Article ID Journal Published Year Pages File Type
5879422 Journal of Pain and Symptom Management 2015 4 Pages PDF
Abstract

The question “What is truth?” is one of the oldest questions in philosophy. Truth within the field of medicine has gained relevance because of its fundamental relationship to the principle of patient autonomy. To fully participate in their medical care, patients must be told the truth-even in the most difficult of situations. Palliative care emphasizes patient autonomy and a patient-centered approach, and it is precisely among patients with chronic, life-threatening, or terminal illnesses that truth plays a particularly crucial role. For these patients, finding out the truth about their disease forces them to confront existential fears. As physicians, we must understand that truth, similar to the complexity of pain, is multidimensional.

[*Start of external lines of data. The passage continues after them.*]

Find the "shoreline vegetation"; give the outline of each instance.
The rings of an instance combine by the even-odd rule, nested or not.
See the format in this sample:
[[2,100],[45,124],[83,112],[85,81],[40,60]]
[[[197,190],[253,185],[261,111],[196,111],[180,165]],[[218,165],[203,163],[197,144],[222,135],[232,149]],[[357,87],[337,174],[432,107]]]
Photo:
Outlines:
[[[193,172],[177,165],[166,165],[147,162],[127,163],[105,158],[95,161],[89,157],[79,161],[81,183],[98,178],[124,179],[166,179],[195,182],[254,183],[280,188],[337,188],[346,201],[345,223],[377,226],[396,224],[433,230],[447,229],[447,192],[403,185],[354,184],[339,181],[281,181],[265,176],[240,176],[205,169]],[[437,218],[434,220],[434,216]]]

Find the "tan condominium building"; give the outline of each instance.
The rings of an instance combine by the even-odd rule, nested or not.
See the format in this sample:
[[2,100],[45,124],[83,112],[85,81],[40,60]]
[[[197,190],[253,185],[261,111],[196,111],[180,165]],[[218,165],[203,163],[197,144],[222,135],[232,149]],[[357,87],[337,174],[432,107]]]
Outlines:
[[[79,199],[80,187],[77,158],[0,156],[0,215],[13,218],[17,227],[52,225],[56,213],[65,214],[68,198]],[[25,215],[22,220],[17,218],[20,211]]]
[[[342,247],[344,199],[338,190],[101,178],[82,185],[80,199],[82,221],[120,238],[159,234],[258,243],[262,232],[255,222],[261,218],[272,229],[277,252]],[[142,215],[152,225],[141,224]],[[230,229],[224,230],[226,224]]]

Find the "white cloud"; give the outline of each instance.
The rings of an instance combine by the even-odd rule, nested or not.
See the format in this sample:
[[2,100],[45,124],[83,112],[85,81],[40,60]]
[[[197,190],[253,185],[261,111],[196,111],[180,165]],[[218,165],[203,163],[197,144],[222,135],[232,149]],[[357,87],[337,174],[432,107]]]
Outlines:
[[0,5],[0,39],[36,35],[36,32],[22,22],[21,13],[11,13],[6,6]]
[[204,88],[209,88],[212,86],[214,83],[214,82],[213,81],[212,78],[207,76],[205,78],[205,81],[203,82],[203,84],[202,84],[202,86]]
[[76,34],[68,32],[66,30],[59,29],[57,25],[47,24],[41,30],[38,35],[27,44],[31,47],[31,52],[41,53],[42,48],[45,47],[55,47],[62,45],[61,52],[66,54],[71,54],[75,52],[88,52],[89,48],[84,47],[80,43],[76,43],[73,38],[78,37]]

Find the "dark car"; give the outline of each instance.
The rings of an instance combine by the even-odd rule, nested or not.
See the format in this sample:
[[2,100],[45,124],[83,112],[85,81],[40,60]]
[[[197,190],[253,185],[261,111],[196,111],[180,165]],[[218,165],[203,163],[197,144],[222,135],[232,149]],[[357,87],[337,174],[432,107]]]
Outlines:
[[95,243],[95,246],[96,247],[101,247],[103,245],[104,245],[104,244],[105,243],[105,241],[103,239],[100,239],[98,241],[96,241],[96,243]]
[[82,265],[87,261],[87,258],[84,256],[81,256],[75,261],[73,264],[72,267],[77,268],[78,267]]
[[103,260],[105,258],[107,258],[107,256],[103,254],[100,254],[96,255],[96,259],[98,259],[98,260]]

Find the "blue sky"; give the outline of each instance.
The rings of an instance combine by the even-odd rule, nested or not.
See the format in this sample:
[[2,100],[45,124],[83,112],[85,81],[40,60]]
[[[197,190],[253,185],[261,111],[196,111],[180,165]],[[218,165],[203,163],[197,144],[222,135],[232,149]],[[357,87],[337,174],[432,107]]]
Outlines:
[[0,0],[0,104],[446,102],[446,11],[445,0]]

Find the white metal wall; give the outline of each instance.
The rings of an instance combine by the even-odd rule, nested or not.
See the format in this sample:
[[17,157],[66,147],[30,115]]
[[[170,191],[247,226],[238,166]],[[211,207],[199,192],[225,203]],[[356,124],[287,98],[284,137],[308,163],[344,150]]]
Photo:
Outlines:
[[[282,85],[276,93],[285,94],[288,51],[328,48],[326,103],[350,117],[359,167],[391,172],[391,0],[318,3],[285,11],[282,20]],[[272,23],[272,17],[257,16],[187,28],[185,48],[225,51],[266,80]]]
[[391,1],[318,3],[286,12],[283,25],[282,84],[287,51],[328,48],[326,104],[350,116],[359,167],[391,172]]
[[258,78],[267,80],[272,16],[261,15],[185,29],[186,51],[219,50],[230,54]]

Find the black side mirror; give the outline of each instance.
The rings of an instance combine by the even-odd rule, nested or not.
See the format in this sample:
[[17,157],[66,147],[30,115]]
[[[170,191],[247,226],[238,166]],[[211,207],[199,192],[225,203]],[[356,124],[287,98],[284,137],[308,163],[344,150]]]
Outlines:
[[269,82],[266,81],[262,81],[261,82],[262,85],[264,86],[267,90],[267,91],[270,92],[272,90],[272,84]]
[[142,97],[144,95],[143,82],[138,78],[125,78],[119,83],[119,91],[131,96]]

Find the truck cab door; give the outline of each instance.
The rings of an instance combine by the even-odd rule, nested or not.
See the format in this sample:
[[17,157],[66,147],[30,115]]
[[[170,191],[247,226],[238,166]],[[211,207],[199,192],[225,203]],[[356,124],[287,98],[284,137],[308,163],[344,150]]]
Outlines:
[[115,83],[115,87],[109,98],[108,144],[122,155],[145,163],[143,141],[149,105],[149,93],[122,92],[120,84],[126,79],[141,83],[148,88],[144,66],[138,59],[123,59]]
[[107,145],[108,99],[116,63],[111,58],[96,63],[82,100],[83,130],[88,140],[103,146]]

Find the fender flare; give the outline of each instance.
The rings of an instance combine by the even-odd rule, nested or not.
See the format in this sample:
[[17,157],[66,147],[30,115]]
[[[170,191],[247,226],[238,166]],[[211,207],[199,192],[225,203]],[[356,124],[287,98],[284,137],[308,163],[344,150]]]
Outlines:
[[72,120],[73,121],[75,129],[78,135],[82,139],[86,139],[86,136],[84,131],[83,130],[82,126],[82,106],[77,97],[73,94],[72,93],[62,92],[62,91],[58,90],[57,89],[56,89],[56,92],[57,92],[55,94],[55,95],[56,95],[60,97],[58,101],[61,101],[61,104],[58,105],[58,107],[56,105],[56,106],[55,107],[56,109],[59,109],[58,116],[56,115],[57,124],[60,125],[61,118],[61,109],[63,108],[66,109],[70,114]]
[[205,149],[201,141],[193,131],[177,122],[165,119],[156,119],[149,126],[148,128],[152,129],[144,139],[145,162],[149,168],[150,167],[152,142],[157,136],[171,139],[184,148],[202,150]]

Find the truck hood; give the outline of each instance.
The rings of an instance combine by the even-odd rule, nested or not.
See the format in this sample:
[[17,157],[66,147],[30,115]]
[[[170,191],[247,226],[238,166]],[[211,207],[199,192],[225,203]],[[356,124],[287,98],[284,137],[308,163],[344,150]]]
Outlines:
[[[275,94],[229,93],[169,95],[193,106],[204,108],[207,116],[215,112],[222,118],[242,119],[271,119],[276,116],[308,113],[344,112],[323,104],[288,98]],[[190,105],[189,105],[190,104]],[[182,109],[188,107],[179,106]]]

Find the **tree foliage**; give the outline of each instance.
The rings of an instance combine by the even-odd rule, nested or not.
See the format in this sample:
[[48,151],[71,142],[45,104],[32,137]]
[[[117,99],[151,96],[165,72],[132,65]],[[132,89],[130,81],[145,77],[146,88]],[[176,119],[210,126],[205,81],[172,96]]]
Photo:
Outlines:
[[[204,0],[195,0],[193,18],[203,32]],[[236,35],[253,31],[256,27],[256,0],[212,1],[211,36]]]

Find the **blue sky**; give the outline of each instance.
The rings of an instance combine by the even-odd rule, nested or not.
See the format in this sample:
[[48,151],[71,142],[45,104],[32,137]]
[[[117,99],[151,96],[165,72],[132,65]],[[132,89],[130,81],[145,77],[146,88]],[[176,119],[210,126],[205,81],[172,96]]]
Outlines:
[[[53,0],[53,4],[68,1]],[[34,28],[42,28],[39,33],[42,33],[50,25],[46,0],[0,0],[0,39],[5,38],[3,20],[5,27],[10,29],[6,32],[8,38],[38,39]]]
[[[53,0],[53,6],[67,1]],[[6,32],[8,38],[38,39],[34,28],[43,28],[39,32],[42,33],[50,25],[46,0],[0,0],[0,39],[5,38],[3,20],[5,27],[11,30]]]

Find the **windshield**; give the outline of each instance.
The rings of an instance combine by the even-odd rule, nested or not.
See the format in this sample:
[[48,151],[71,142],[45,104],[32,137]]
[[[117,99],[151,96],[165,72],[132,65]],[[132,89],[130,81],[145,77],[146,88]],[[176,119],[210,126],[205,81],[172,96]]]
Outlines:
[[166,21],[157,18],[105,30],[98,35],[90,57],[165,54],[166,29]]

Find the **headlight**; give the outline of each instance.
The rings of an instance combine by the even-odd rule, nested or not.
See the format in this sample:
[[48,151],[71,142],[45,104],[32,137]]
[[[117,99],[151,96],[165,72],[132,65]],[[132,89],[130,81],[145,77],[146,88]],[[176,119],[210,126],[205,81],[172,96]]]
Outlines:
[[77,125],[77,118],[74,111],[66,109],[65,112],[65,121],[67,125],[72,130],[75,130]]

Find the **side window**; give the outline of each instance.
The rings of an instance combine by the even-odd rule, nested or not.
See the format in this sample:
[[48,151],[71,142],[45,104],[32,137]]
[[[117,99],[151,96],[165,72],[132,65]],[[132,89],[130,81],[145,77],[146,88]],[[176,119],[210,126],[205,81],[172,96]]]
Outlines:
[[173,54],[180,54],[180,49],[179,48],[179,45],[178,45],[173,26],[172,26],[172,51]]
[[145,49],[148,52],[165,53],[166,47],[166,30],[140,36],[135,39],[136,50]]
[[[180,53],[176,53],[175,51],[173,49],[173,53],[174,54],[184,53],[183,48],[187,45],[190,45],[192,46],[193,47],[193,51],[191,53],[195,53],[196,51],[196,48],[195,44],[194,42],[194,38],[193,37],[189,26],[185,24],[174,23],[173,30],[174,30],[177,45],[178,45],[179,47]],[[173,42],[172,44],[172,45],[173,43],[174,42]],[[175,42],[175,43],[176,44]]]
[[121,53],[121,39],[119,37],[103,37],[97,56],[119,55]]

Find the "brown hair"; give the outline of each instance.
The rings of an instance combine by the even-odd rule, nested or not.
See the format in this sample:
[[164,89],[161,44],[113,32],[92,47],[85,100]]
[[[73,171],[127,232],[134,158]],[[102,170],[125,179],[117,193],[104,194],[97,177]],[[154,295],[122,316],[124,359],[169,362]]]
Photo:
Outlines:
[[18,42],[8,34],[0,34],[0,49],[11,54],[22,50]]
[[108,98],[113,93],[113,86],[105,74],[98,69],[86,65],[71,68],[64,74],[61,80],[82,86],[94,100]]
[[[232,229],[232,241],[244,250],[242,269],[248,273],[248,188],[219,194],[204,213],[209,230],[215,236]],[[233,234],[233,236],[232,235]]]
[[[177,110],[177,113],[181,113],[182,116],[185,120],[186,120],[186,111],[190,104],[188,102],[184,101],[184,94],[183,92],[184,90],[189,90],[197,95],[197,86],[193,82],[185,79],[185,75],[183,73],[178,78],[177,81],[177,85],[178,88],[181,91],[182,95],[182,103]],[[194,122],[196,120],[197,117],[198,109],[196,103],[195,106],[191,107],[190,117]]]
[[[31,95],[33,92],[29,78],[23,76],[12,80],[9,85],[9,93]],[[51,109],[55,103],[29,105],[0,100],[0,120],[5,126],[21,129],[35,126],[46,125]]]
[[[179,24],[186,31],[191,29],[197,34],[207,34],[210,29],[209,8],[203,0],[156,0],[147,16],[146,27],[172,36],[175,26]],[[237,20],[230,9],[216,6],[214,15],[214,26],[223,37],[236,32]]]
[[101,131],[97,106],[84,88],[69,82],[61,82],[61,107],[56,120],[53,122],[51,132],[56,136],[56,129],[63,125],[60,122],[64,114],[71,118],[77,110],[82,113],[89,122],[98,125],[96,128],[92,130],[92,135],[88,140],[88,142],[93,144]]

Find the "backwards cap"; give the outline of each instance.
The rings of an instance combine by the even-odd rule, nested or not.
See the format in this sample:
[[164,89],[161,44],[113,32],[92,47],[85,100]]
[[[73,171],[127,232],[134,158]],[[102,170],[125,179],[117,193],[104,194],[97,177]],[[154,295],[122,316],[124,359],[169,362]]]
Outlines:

In this article, we discuss the truth from three linguistic perspectives: the Latin veritas, the Greek aletheia, and the Hebrew emeth. Veritas conveys an understanding of truth focused on facts and reality. Aletheia reveals truth as a process, and emeth shows that truth is experienced in truthful encounters with others. In everyday clinical practice, truth is typically equated with the facts. However, this limited understanding of the truth does not account for the uniqueness of each patient. Although two patients may receive the same diagnosis (or facts), each will be affected by this truth in a very individual way. To help patients apprehend the truth, physicians are called to engage in a delicate back-and-forth of multiple difficult conversations in which each patient is accepted as a unique individual.